You can find various libraries doing RDAP for you (see below for links), but at its core it is JSON over HTTPS so you can emulate simple cases with any kind of HTTP client library.

Work is underway to fix some missing/not precise enough details on RFC 7482 and 7483.

You need also to take into account ICANN specifications (again, only for gTLDs of course):

  • https://www.icann.org/en/system/files/files/rdap-technical-implementation-guide-15feb19-en.pdf
  • https://www.icann.org/en/system/files/files/rdap-response-profile-15feb19-en.pdf

Note that, right now, even if it is an ICANN requirement, you will find a lot of missing or broken gTLD registries or registrar RDAP server. You will also find a lot of "deviations" in replies from what would be expected per the specification.

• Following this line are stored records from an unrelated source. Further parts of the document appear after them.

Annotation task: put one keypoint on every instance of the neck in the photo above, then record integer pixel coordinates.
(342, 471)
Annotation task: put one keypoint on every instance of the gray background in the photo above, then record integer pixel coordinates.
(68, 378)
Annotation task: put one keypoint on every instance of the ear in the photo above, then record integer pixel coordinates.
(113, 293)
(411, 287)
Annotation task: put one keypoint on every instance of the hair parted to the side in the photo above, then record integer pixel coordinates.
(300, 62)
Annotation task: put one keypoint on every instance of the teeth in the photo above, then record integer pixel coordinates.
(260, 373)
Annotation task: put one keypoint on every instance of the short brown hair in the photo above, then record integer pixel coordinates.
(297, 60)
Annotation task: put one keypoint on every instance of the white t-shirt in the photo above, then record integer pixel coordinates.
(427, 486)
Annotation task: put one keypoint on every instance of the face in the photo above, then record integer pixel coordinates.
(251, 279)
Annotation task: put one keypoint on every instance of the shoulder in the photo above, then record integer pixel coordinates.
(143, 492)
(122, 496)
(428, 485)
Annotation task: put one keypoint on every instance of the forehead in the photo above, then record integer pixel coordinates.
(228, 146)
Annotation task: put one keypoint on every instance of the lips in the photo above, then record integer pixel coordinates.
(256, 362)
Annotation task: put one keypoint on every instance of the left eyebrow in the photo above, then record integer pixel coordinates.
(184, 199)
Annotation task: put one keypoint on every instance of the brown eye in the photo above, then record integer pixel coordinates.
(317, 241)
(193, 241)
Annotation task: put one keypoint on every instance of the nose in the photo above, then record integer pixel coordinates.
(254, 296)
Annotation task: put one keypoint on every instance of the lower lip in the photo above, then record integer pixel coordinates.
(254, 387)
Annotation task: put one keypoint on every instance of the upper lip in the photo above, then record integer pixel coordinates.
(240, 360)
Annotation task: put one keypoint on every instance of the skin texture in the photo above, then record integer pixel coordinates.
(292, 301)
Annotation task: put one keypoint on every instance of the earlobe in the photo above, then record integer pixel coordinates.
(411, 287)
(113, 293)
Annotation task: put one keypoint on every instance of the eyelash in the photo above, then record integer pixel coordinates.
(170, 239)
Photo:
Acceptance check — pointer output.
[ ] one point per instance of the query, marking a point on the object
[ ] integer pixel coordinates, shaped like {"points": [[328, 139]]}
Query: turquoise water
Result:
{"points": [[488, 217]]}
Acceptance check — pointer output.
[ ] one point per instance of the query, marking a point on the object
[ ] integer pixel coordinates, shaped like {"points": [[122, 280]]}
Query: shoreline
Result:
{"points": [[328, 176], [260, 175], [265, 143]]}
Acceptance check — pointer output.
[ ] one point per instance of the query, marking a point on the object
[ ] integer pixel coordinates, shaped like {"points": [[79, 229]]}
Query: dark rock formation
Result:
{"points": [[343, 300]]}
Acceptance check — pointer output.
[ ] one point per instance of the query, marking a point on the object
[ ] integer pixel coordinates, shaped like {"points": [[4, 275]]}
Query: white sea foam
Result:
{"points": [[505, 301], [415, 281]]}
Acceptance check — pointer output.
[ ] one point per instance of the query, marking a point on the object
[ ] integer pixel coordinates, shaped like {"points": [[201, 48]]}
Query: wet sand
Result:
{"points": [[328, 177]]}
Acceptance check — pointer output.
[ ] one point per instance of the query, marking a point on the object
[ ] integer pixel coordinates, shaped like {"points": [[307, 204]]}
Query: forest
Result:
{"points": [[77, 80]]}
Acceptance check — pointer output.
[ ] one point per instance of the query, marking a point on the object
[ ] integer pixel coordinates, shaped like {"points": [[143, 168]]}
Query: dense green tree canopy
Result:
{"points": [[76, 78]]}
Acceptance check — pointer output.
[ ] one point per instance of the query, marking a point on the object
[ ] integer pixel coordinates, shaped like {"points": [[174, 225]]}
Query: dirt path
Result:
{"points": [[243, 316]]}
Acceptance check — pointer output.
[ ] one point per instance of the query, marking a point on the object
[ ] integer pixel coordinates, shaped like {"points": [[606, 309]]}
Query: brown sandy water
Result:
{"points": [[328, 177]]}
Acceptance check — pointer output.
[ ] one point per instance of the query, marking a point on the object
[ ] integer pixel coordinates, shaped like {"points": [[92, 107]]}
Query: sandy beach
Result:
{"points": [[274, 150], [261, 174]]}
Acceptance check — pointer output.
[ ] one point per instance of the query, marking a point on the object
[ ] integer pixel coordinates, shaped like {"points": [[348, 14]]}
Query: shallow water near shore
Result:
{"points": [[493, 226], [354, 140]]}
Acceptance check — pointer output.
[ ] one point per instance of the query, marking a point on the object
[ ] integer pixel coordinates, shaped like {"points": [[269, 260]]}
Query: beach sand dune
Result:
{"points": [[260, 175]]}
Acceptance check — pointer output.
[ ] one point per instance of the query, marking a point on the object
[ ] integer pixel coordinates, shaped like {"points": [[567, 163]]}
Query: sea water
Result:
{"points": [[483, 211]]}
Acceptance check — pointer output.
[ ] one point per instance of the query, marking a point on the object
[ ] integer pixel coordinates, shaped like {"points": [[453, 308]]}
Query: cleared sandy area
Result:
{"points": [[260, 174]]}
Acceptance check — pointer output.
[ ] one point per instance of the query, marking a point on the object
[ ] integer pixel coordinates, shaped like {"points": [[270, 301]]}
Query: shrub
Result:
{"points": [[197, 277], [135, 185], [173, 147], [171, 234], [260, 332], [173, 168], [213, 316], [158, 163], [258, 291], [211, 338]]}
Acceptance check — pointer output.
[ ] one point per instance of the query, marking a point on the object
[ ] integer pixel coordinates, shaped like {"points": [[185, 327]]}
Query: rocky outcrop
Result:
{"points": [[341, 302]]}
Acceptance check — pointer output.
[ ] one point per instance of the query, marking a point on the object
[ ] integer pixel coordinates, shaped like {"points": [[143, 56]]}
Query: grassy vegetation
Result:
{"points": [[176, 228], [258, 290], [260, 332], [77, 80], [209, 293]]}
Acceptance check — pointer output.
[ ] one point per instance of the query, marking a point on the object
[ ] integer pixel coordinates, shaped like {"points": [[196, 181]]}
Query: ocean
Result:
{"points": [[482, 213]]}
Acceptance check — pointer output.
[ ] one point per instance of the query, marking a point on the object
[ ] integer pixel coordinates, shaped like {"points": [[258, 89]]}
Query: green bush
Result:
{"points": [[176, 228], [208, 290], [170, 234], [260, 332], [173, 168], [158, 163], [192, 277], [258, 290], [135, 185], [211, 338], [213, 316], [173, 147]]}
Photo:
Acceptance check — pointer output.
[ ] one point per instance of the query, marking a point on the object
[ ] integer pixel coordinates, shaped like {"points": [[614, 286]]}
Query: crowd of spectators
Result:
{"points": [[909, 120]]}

I gave full details in various other questions here, so maybe have a look:

  • https://stackoverflow.com/a/61877920/6368697
  • https://stackoverflow.com/a/48066735/6368697
  • https://webmasters.stackexchange.com/a/115605/75842
  • https://security.stackexchange.com/a/213854/137710
  • https://serverfault.com/a/999095/396475

PS: philosophical question on "Hoping there is a simple "go here and download this" answer. Hoping..." because a lot of people hoped for that in the past, and see initial remark at beginning. Let us imagine you go forward and build this magnificent resource with all exhaustive details. Would you be inclined to just share it with anyone, for free? The answer is probably no, for obvious reasons, so the same happened in the past for others that went on the same path as you, and hence the results of now various providers offering you more or less this service (you would need to find details on which formats are parsed, the rate limites, the prices, etc.), but nothing freely available to share.

Now you can just dream/hope that every registries and registrars switch to RDAP AND implement it properly. Then the problem of format is solved once for all. However, the above requirements ("every" + "properly") are not small, and may not happen "soon". Specifically in ccTLDs, where registries are in no way mandated by any external force (except market pressure?) to implement RDAP at all.

How do I findout domain expiry date of a .org and .in website in java

Do not bother with the whois protocol.

Now (since August 26th, 2019) per ICANN requirements, all gTLDs need to have an RDAP server. RDAP is like the successor of whois: kind of the same content exchanged but this time on top of HTTPS with some fixed JSON format. Hence, trivial to parse.

The expiry date will be in the "events" array with an action called "expiration".

You can go to https://data.iana.org/rdap/dns.json to find out the .ORG RDAP server, it is at URL https://rdap.publicinterestregistry.net/rdap/org/

You need to learn a little more about RDAP to understand how to use it (structure of the query and the reply), you can find some introduction at https://about.rdap.org/

But in short your case, this emulates what you need to do:

$ wget -qO - https://rdap.publicinterestregistry.net/rdap/org/domain/slashdot.org | jq '.events[] | select(.eventAction | contains("expiration")) | .eventDate'
"2019-10-04T04:00:00.000Z"

PS1: if you get no match from a whois query normally it really means that the domain does not exist; it could also be because of rate limiting

PS2: .IN may not have an RDAP server yet, since it is a ccTLD it is not bound by ICANN rules.